Ribbon-winner bakes toward sweet victory


Barbara Hoddinott stood in the kitchen of her home in Street, slicing peaches into half-inch pieces.

Practicing for the 19th annual Peach Pie Contest at the Harford County Farm Fair, she moved through the familiar series of steps: peel the skin, put the pieces in a bowl, add sugar, stir.

One thing was not familiar: Her husband, Keith, stood nearby watching.

Usually, he's in the contest too, so they must arrange separate kitchen times to keep their creations secret. But the rules say Keith must sit out the 2006 competition because he won last year, leaving him free to wander around the kitchen while Barbara gets serious.

"We are both very competitive," said Barbara, who won in 2004. "But we still just have fun with it."

Keith's view on the matter edges a little closer to trash talk.

"As long as I keeping winning, competing with my wife is fine with me," he quipped.

The pie contest, scheduled for 2 p.m. next Sunday, is one of many "home arts" contests featured throughout the farm fair. Organizers expect about 50,000 people to attend the four-day event at the Harford County Equestrian Center in Bel Air. The fair will feature livestock shows and exhibitions, rides, games and live entertainment.

The Hoddinotts, both 49, have been entering the pie contest for about 18 years, as well as competitions for jellies, jams, pickles, vegetables and crafts. They compete in other area events, too, such as the Mason-Dixon Fair, the York (Pa.) Fair and the Maryland State Fair.

Part of the motivation comes from the fact that they grow much of the raw material for their creations on a several-acre garden.

"When you grow stuff, you have to do something with it," said Keith, a soil scientist at Aberdeen Proving Ground.

They concede that they also like the thrill of victory.

"We win hundreds of awards and ribbons for entries of all sorts of canned and baked goods as well as crafts," said Barbara. "So it's really hard to get upset when one or the other of us wins first place or the championship ribbon."

It can take up to two days for the Hoddinotts to get their many entries for various contests to the fair. But it's worth the effort because they almost always win something.

"But if I can't win, I hope that Keith does," Barbara said.

Though they cheer on each other, they each keeps tabs on the other's performance.

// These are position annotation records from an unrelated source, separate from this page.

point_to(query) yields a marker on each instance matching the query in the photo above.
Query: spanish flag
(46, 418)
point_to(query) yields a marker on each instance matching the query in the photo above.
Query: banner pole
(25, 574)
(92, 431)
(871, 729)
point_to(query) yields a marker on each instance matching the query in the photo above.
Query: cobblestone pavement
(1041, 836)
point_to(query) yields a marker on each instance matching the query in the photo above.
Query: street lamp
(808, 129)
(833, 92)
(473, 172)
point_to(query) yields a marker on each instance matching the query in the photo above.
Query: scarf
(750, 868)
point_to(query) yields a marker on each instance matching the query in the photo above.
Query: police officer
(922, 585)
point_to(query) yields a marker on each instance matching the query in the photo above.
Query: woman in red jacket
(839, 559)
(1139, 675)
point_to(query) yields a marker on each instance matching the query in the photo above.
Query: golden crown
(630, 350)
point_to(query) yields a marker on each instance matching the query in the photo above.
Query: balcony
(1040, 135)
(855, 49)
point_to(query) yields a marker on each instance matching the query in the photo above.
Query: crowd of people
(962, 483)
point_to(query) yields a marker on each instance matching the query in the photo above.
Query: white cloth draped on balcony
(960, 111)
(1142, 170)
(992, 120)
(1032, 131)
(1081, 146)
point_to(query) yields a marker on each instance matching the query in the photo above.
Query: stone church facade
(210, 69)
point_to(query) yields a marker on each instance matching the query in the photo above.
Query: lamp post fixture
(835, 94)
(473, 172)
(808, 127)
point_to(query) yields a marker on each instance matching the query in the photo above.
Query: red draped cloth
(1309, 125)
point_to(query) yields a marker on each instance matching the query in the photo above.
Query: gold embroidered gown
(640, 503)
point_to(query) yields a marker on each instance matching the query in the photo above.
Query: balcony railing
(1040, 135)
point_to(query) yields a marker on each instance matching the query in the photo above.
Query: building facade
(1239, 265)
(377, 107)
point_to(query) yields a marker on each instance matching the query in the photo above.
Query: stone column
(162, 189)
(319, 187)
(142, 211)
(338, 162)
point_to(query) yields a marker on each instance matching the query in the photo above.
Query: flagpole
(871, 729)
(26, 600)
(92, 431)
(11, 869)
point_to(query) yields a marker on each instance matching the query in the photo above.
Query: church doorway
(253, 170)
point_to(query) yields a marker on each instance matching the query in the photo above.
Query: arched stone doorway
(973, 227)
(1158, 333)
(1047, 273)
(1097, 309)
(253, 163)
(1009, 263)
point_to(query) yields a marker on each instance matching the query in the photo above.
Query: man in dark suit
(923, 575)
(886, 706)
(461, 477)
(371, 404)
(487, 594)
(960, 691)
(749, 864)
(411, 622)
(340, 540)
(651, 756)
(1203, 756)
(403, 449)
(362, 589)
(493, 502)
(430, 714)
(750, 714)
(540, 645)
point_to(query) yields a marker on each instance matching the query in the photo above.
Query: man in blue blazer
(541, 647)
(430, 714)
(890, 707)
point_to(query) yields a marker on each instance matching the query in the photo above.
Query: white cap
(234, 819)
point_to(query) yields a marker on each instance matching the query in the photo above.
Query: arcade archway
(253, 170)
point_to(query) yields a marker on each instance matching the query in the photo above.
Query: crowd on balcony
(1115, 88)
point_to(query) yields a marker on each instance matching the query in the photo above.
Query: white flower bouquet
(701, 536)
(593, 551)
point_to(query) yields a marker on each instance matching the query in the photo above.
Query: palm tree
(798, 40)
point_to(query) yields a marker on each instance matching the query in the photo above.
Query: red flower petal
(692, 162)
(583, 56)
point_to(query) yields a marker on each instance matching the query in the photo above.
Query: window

"We keep a running tally each year that shows who won the most ribbons," said Barbara, showing some of their ribbons. "Keith is a little bit ahead of me this year."

But the year's not over yet, she said.

The Harford pie contest draws anywhere from eight to 30 entrants ages 17 and older.

Participants' pie deliveries to the contest can be quite a procession, said Susan Pardo, the superintendent of the contest. Some people bring the pies on buses arranged to provide free transportation to the site, said Pardo, who has headed the contest for about five years. It's hard to manage a hot pie and drive, she said.

"So they step off the bus carrying a pie so hot they have to wrap a towel around it to carry it," Pardo said.

The contestants then work to cool their wares once they get them to the judging table.

"It's quite a vision," she said.

New this year is a category for 12- to 16-year-olds.

"We want to encourage people of all ages to make pies," Pardo said.

The judging panel is made up of representatives of the Hunt Valley-based spice maker McCormick & Co. Inc., as well as professional chefs.

The winner gets $40, a spice rack stocked with dozens of spices, and a cookbook - not to mention the prestige of making the best peach pie in the county. The runner-up gets $25, third place $15, and fourth receives $10.

Back in the Hoddinotts' kitchen, it was all business.

Barbara poured the peach filling into a homemade pie crust and added a sprinkle of cinnamon, a pinch of nutmeg, and some flour.

"This helps the juices thicken," she said. "So when the pie bakes it won't run over the edges."

She picked up the flattened crust still clinging to wax paper, laid it atop the filling and peeled away the paper. She deftly pinched the perimeter of the top crust into the bottom crust and put the pie in the oven.

"Now the pie has to cook on a high temperature of 425 [degrees] for 15 minutes and then I'll turn the temperature down," said Barbara. "Sometimes the crust gets soggy, but if you cook it on high first that doesn't happen."

With about 20 years of entering pies in contests at local and state levels, the Hoddinotts have learned a lot of tricks of the trade necessary for making a sublime pie.

One commonly held misconception is that the pie is better if it is made the morning of the competition.

"But the truth is, if the pie sits overnight, it tastes better," said Barbara, who started making pies when she got married in 1984. "Plus it's hard to get a piping hot pie cool in time for the competition."

For Barbara, it's pretty much a one-shot deal with an entry in a pie contest.